There has been no lack of potential market-moving events during the past three weeks, though. The Federal Open Market Committee (FOMC) made little changes to its policy statement and kept the phrase “considerable time” in its monetary policy about keeping short-term interest rates low, the focal point of a heated debate among market commentators whether “considerable time” would be dropped in the statement. The Dollar Index jumped more than 3%, a very significant move for a currency index within such a short period. The surging U.S. dollar hit commodity prices hard, helping push the Commodity Index to a 52-week low. The sudden strength in the U.S. dollar is not an indication of sudden upgrade of U.S. economy, but is driven by weakness of other major currencies. Deflation concerns in the Eurozone pushed EUR/USD (Euro/U.S. Dollar) below the 1.30 mark, the Scotland independence uncertainty hurt the Sterling, and the continuing-struggling Japanese economy sank the Yen. A strong dollar hurts the earnings of U.S. companies with significant overseas operations, but is very helpful to contain inflation. The Alibaba (BABA) IPO, the largest IPO in history for a U.S. listed company , went smoothly and caused little disruption to the market so far. The U.S. equity market again displays its incredible resilience and depth in digesting and absorbing various events and shocks.

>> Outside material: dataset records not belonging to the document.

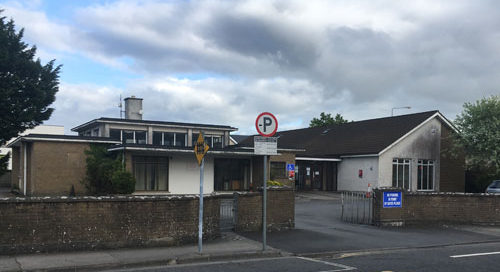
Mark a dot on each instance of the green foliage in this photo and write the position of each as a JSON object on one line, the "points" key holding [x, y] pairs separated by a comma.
{"points": [[103, 171], [479, 126], [4, 162], [27, 86], [123, 182], [327, 119], [274, 183]]}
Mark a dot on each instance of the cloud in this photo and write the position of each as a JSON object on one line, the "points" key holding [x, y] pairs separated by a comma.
{"points": [[224, 61]]}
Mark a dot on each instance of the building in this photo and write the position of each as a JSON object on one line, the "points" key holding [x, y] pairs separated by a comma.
{"points": [[41, 129], [159, 154], [405, 151]]}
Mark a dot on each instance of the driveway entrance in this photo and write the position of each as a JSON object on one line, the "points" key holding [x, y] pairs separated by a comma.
{"points": [[319, 229]]}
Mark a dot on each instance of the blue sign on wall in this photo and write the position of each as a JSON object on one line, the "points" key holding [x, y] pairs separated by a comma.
{"points": [[392, 200]]}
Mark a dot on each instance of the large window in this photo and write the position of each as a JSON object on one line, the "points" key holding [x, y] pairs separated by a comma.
{"points": [[129, 136], [169, 139], [401, 173], [425, 175], [151, 173], [214, 141], [278, 170]]}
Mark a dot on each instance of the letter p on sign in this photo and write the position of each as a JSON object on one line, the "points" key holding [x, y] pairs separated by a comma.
{"points": [[266, 124]]}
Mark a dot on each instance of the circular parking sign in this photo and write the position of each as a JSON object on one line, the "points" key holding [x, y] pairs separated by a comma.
{"points": [[266, 124]]}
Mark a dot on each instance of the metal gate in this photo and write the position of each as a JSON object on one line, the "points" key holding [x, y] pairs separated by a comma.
{"points": [[357, 207], [227, 214]]}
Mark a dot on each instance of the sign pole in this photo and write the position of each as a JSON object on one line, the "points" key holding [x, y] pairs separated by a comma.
{"points": [[200, 218], [264, 205]]}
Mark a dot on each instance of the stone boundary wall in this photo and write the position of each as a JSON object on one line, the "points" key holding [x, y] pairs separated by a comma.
{"points": [[48, 224], [43, 224], [280, 210], [438, 208]]}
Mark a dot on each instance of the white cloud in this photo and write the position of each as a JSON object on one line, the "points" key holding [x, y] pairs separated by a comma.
{"points": [[295, 58]]}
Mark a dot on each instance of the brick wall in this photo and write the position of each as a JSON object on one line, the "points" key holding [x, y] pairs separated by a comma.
{"points": [[280, 210], [438, 208], [61, 223]]}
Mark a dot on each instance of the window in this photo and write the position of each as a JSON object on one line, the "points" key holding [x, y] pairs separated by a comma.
{"points": [[157, 138], [115, 134], [129, 136], [195, 138], [278, 170], [401, 173], [217, 142], [425, 175], [151, 173], [169, 139], [141, 137], [180, 139]]}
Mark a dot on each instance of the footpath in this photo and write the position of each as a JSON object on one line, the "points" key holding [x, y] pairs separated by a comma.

At the 2,000 level, the S&P 500 Index equals a yearly total return of about +10% for 2014 and trades at around 15x 12-month forward earnings, both in par with long-term averages of the U.S. equity market. September to October is historically a volatile period for the U.S. equity market – Lehman bankruptcy, Black Monday 1987, and 1929 Market Crash, to name a few, all took place in September or October. Notwithstanding historical coincidence, the calendar itself plays an important role for the market volatility. Trading volumes of the preceding summer months like July and August are generally low and as a result many price actions during these months need to be reinforced or reversed in September and October when many market participants come back from summer vacations. More importantly, September and October are traditionally the calendar “rollover” period for company earnings. As the calendar is about to turn to a new year, companies start to issue next-year earnings guidance and as for traders, next-year earnings multiples start to be used for their valuation metrics.
Historically, when the stock market reaches a new milestone, it generally takes some time to go back and forth around it. We all remember how many dozens of times the stock market went back and forth around Dow Jones Industrial Average 10,000 level and how many years it was stuck there. Hopefully, it will not take as nearly long for the market to decisively leave the 2,000 index level of the S&P 500 behind once and for all.